Error loading saved model with custom loss function

polakowo · February 8, 2019, 11:09pm

My model has a custom loss function as nn.Module subclass. When running learn.export() I first get the warning

/opt/anaconda3/lib/python3.7/site-packages/torch/serialization.py:250: UserWarning: Couldn’t retrieve source code for container of type FocalLoss. It won’t be checked for correctness upon loading.
"type " + obj.name + ". It won’t be checked "

then when invoking load_learner I get

AttributeError: Can’t get attribute ‘FocalLoss’ on <module ‘main’ from ‘app/server.py’>

Apart from redefining all the custom methods and classes on the production server, any thoughts on how to save and load everything with one action?

sgugger · February 9, 2019, 1:53pm

Normally it should work if your redefine your custom methods and classes (note that it want’s to find it in main). My advice would be to package everything you need in a module.py file you will have in the working directory, that way pickle will know how to handle it better.

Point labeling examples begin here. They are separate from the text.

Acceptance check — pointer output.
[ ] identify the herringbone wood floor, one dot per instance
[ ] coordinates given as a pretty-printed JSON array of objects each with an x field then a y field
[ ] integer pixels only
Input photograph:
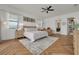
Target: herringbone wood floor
[{"x": 63, "y": 46}]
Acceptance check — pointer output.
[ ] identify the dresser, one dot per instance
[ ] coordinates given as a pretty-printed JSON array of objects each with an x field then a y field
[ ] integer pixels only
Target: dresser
[
  {"x": 76, "y": 42},
  {"x": 19, "y": 33}
]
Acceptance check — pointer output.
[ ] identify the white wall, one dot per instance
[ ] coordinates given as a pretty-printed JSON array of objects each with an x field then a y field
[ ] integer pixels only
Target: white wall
[
  {"x": 51, "y": 22},
  {"x": 5, "y": 32}
]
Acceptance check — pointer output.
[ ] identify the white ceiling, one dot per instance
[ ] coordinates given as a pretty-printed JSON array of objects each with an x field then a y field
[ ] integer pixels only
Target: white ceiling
[{"x": 35, "y": 9}]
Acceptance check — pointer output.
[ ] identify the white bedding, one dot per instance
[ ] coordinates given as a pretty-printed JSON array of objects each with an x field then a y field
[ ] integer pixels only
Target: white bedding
[{"x": 34, "y": 35}]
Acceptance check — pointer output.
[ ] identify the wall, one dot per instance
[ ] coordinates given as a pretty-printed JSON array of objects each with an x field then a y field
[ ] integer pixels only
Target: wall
[
  {"x": 51, "y": 22},
  {"x": 5, "y": 32}
]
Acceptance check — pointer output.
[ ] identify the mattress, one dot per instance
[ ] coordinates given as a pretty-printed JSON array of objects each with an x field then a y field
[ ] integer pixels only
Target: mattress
[{"x": 35, "y": 35}]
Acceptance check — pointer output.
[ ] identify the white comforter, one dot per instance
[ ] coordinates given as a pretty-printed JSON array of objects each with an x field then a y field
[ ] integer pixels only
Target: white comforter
[{"x": 34, "y": 35}]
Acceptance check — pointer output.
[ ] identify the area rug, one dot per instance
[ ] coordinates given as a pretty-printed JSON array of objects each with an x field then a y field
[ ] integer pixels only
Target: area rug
[{"x": 37, "y": 47}]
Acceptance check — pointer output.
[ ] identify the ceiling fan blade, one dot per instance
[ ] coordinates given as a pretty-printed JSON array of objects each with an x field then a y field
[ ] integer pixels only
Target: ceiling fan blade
[
  {"x": 43, "y": 8},
  {"x": 51, "y": 9},
  {"x": 46, "y": 11}
]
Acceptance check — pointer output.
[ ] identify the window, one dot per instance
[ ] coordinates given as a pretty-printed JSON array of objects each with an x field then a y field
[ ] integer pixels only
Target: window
[{"x": 12, "y": 21}]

polakowo · February 9, 2019, 2:06pm

Thanks, @sgugger. I first tried to define some dummy classes in the main module and failed, but then I moved them into a separate module and made an explicit import and it worked.

ecatkins · November 12, 2019, 11:17am

@sgugger a follow up inquiry to this.

I found that if I define my custom functions and load my learner in one script (script2.py), I can’t import and run it another (script1.py) i.e. I get this error running script1.py

AttributeError: Can't get attribute 'custom_loss' on <module '__main__' from 'script1.py'>

The workaround I have been using for this is to always load the learner in the main script I am running. However I am trying to do something with fastai and celery, and it seems the way celery works that isn’t possible.

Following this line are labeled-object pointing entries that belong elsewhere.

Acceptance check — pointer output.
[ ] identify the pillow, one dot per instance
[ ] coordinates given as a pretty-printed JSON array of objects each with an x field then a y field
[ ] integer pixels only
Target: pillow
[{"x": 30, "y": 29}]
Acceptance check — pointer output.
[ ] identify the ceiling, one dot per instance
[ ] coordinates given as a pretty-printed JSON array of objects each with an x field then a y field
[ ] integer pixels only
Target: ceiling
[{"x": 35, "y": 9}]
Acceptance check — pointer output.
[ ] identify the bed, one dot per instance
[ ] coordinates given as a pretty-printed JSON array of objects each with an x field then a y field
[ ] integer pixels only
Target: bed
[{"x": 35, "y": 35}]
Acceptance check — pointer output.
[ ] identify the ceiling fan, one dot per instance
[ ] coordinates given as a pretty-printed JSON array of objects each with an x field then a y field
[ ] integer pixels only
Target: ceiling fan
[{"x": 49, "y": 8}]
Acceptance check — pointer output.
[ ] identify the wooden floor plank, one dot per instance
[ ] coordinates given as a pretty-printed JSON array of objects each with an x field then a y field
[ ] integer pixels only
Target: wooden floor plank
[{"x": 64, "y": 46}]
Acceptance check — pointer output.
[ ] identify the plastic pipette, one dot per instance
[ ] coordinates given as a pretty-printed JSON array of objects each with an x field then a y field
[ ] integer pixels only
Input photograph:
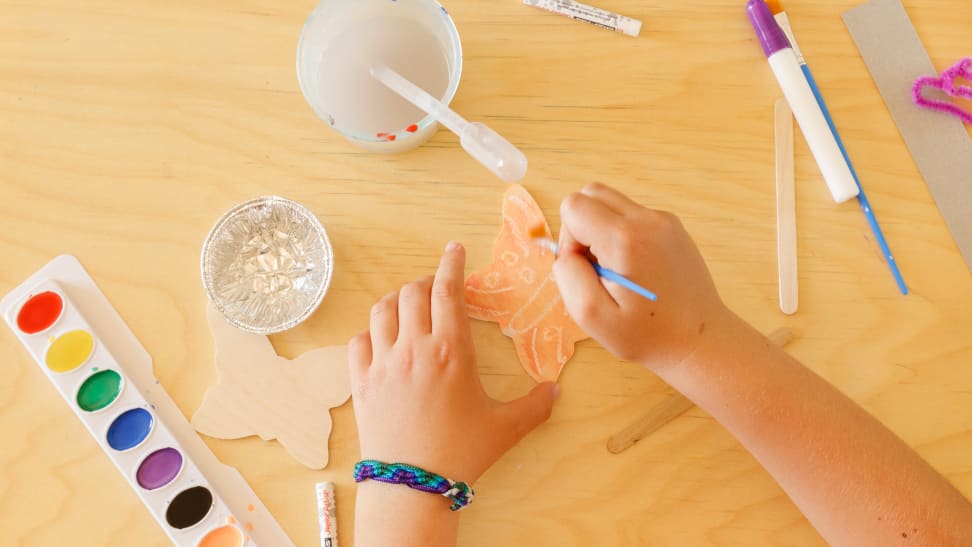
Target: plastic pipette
[{"x": 481, "y": 142}]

Am I missing something here as to defining my custom functions? What is the reason the loader needs to learned in the main script, and is there a work around?

sgugger · November 12, 2019, 2:40pm

You should define all your custom layers/loss functions in a separate module that you import. That way you can load your learner easily.

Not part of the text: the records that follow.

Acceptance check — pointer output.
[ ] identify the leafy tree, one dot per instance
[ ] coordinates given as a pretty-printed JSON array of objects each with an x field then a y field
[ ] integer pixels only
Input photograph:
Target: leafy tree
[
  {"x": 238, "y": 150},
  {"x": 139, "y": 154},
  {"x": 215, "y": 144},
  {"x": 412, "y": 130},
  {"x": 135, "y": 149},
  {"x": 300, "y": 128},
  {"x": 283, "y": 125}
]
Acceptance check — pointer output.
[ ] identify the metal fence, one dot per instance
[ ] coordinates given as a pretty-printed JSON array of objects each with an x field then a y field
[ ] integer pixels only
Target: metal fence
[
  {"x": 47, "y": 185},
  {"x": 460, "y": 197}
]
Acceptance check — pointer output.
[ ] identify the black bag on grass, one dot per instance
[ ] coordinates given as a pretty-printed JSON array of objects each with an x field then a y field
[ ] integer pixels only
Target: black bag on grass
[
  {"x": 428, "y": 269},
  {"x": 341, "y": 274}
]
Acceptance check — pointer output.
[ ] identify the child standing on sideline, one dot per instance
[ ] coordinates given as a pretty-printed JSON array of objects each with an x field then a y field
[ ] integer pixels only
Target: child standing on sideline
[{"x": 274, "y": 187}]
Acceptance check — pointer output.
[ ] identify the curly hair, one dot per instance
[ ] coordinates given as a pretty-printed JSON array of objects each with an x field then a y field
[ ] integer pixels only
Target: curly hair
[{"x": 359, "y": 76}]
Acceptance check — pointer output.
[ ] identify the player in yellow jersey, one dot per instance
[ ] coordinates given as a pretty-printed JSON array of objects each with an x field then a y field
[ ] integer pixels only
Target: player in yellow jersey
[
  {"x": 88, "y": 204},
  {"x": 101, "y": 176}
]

ecatkins · November 13, 2019, 2:29am

@sgugger Yes, I’ve found organizing it that way helps. But I still need to run load_learner in the __main__ script, is that correct? Or am I going crazy? haha

I have found a work around for my celery scheduler which involves redefining the Unpickler in the pickle module and then passing it to torch.load in a custom load_learner. This is obviously a lot of overhead if I am missing something simple.

kanz.2890 · May 12, 2020, 10:30pm

@ecatkins Were you able to find a solution for this?? I am getting the same error when I run with Celery worker.

“AttributeError: Can’t get attribute ‘FastAiRobertaTokenizer’ on <module ‘celery.bin.celery’ from ‘/usr/local/lib/python3.7/site-packages/celery/bin/celery.py’>”

I was wondering where should I define the class or import it?

ecatkins · September 17, 2020, 7:30pm

@kanz.2890

I used the following to redefine pickle module that gets passed to load_learner

import imp, sys
pickle2 = imp.load_module('pickle2', *imp.find_module('pickle'))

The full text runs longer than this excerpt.